MicrosoftDocs / azure-docs

Open source documentation of Microsoft Azure
https://docs.microsoft.com/azure
Creative Commons Attribution 4.0 International
10.27k stars 21.46k forks source link

Column Level visibility when auto-process is enabled #20324

Closed kumaranpravin closed 5 years ago

kumaranpravin commented 5 years ago

If the pre-process is set to True, i know there are some pre-processing steps applied to the columns. In my case, I have a date column and the result shows there are totally 73 features that are derived from it. Is there any way, where can i see the underlying transformation (ie) i wanted all the 73 features and how they are derived?


Document Details

Do not edit this section. It is required for docs.microsoft.com ➟ GitHub issue linking.

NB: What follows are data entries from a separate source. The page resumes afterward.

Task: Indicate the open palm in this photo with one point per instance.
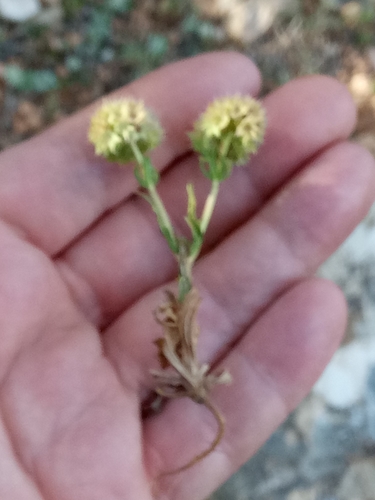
(82, 267)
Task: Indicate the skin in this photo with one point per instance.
(83, 266)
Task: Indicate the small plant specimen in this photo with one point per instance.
(225, 135)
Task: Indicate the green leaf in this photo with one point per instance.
(146, 174)
(30, 80)
(193, 221)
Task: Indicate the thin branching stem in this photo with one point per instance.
(219, 436)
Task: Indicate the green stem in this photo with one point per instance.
(186, 261)
(157, 204)
(163, 218)
(209, 206)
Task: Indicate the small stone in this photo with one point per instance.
(27, 119)
(303, 494)
(307, 413)
(361, 87)
(20, 10)
(247, 21)
(351, 13)
(359, 481)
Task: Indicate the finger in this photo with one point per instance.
(115, 264)
(53, 187)
(286, 241)
(273, 368)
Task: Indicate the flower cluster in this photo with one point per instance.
(226, 134)
(119, 125)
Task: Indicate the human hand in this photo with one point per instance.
(83, 266)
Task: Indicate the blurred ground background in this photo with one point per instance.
(56, 56)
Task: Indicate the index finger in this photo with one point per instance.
(52, 188)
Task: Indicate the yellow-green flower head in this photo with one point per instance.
(229, 131)
(118, 124)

YutongTie-MSFT commented 5 years ago

@kumaranpravin Thanks for the feedback! I have assigned the issue to the content author to investigate further and update the document as appropriate.

@nacharya1 Hi, do we have any document about the visibility? Or if there anyway to do that? Thanks.

nacharya1 commented 5 years ago

@kumaranpravin, I am looking into this request.

nacharya1 commented 5 years ago

@kumaranpravin when preprocessing is turned on the following processing occurs. With transformers working together you are observing the 73 features being created. These will aid the accuracy and performance of the model.

  1. Dropping high cardinality or no variance features o Features with no useful information are dropped from training and validation sets. These include features with all values missing, same value across all rows or with extremely high cardinality (e.g., hashes, IDs or GUIDs).
  2. Missing value imputation o For numerical features, missing values are imputed with average of values in the column. o For categorical features, missing values are imputed with most frequent value.
  3. Generating additional features o For DateTime features: Year, Month, Day, Day of week, Day of year, Quarter, Week of the year, Hour, Minute, Second. o For Text features: Term frequency based on bi-grams and tri-grams, Count vectorizer.
  4. Transformations and encodings o Numeric features with very few unique values are transformed into categorical features.
kumaranpravin commented 5 years ago

@nacharya1 I understand that there are some preprocessing techniques handled when pre-process condition is flagged to true. But i wanted to somehow find all the converted features. Let's say i'm using the classification model, if i wanted to show the feature importance i guess at this time it displays by column_1, column_2 etc. But i feel it could be better if there is a way to uncover the feature names instead of using the names like column_1...column_73 etc.

nacharya1 commented 5 years ago

@kumaranpravin, we do not expose these details today, we are working on providing more insight to preprocessing. We plan to share more details in the new year.

kumaranpravin commented 5 years ago

@nacharya1 Thanks for the info, Do you have any estimate time for this?. I needed it very urgently.

nacharya1 commented 5 years ago

@kumaranpravin. We are working on this with a high priority, we don't have any further details to share at this time.

YutongTie-MSFT commented 5 years ago

@kumaranpravin We will now proceed to close this thread. If there are further questions regarding this matter, please tag me in your reply. We will gladly continue the discussion and we will reopen the issue.